Al finalizar el triangular, los presos invitan a los jugadores del Mío a pasar a otro módulo y degustar con ellos unas pizzas. Como los jugadores de Primera. Hidratos de carbono tras el desgaste físico.

Entre bocado y bocado hablan entre ellos y se cuentan su vida. Los internos les dan las gracias por el gesto que han tenido de desplazarse hasta Estremera para jugar un partido con ellos. Los de fuera les prometen que volverán en otra ocasión y les aconsejan que se porten bien y que salgan pronto para estar con sus familias.

CUATRO HORAS DE ALEGRÍA
En la cárcel no hay relojes. El tiempo no existe, pero los prisioneros del módulo de discapacitados intelectuales nunca olvidarán las cuatro horas que vivieron con los discapacitados del Club Deportivo Mío.

El fútbol se utilizó para que todos vivieran una jornada de convivencia plena. Los internos estaban muy ilusionados con este nuevo reto. Incluso comentan que les costó dormir la noche anterior al partido.

Para los jugadores del Mío la experiencia también fue fantástica: “Cuando nos dijeron que teníamos que jugar aquí no nos lo pensamos y aceptamos la propuesta de todo corazón. Ha sido una nueva experiencia y ha sido fantástica. Hacer feliz a la gente cuesta muy poco”, asegura Reyes, o el Neymar del Mío como le llaman sus compañeros. “Por mi estilo de juego y no por mi pelo”, afirma sonriendo el jugador.

Casi todos los jugadores tienen el apodo de un futbolista de élite. Eso sí, lo que más gustó a todos los participantes es que en el último partido se jugara con los futbolistas mezclados.

JUGARÁN EN LA LIGA DE CALLE
Un triangular fue la excusa perfecta para dar un paso más hacia la integración de los presos con discapacidad intelectual.

Femaddi (Federación Madrileña de Deportistas con Discapacidad Intelectual) tiene una Liga donde juegan muchos equipos con jugadores de estas características. Su visita a la cárcel, además de para jugar el partido como experiencia piloto, también sirvió para invitar al equipo de presos a participar en su Liga la próxima temporada. Eso sí, siempre jugarían en casa, en el pabellón de la cárcel de Estremera, pero eso no es ningún problema para nadie. Lo importante es la integración.

“Para nosotros, que nos visiten es un nuevo aliciente y el reto de formar parte de una Liga es muy interesante.
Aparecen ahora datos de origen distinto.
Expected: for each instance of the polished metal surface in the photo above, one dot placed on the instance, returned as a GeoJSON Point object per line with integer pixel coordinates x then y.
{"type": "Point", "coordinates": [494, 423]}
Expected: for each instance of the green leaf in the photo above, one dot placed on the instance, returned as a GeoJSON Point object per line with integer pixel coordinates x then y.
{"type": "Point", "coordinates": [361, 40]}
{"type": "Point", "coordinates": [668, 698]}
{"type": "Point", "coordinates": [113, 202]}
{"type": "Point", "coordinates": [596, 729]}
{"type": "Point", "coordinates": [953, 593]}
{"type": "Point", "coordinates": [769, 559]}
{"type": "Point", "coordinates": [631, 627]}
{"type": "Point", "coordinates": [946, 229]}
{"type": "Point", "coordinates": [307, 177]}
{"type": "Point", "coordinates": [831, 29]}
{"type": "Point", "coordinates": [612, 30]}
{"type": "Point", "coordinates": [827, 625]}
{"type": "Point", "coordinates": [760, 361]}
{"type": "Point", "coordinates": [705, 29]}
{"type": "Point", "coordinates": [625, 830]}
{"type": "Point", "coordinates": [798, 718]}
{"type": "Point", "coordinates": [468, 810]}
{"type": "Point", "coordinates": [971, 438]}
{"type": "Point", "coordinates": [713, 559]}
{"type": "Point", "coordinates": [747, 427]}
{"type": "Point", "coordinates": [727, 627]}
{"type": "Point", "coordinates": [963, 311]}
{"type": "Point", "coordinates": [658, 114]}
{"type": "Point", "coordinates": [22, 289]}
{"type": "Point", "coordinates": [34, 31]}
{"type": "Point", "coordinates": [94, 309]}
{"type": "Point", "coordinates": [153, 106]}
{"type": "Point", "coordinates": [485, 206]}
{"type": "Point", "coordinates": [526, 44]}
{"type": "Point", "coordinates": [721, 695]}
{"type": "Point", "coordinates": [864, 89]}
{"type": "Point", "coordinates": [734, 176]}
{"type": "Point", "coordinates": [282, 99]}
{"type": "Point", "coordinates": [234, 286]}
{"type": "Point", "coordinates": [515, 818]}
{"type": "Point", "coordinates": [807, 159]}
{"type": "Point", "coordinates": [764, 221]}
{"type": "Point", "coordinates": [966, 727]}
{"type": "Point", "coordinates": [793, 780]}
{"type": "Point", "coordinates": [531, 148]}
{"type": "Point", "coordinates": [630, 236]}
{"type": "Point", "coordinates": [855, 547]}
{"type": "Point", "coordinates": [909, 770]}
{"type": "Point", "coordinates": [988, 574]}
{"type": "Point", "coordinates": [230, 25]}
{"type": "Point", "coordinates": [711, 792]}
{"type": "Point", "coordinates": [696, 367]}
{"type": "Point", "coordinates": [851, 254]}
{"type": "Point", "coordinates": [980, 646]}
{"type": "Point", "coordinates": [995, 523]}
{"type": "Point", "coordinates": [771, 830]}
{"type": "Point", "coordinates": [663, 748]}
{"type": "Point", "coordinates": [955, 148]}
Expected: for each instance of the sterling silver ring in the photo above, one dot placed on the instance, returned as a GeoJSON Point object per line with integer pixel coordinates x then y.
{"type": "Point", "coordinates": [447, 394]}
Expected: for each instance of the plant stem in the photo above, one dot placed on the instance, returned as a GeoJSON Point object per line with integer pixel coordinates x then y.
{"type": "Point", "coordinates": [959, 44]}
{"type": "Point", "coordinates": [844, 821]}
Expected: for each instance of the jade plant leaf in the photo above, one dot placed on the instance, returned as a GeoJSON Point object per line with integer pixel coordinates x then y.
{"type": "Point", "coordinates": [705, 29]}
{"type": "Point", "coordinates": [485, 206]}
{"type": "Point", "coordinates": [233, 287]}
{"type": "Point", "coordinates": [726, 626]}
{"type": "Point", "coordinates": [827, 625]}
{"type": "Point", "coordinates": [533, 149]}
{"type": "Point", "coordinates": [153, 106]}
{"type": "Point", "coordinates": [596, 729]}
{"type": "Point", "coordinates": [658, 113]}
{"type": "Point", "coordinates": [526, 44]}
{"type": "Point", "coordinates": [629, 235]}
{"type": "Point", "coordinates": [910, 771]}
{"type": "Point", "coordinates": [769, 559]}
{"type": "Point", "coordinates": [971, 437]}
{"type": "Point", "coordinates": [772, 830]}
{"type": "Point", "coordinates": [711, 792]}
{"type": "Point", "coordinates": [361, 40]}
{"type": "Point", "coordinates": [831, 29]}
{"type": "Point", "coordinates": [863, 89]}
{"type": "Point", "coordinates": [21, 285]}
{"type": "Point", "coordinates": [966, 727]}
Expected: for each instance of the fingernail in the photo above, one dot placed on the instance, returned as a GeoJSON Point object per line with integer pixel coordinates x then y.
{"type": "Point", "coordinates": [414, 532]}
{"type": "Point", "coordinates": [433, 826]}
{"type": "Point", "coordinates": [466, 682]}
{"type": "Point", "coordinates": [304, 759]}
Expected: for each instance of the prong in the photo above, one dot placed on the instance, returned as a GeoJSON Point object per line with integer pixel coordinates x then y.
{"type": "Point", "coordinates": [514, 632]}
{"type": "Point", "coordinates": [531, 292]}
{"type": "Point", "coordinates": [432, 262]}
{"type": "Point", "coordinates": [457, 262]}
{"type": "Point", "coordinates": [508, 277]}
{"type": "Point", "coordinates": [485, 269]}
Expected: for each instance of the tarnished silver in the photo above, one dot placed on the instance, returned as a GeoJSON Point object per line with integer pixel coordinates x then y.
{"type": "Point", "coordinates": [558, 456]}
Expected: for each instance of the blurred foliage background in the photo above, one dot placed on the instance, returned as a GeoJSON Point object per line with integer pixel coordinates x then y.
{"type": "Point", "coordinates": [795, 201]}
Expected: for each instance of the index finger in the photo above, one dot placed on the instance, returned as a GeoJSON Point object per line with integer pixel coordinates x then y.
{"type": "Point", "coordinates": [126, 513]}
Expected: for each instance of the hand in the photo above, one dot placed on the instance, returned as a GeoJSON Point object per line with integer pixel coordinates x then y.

Creo que va a ser muy bueno para todos. Nosotros estamos acostumbrados a realizar mucho deporte, pero estos partidos que hemos jugado con Mío son diferentes. Nos hace sentir mejor”, aseguran los presos.

INICIATIVAS DEPORTIVAS
Los internos no olvidan que ellos tienen la suerte de contar con un director, Jaime González Novo, que siempre les sorprende con alguna iniciativa nueva, que hace que su calidad de vida suba constantemente. “Se ilusionan con cualquier cosa. Además, tienen mucha complicidad con Feaps (Confederación Española de Organizaciones en favor de las Personas con Discapacidad Intelectual), que es la asociación que les ayuda y que a nosotros nos da la posibilidad de realizar eventos como que se juegue un partido aquí”, asegura Jaime González, director del Centro Penintenciario Madrid VII Estremera.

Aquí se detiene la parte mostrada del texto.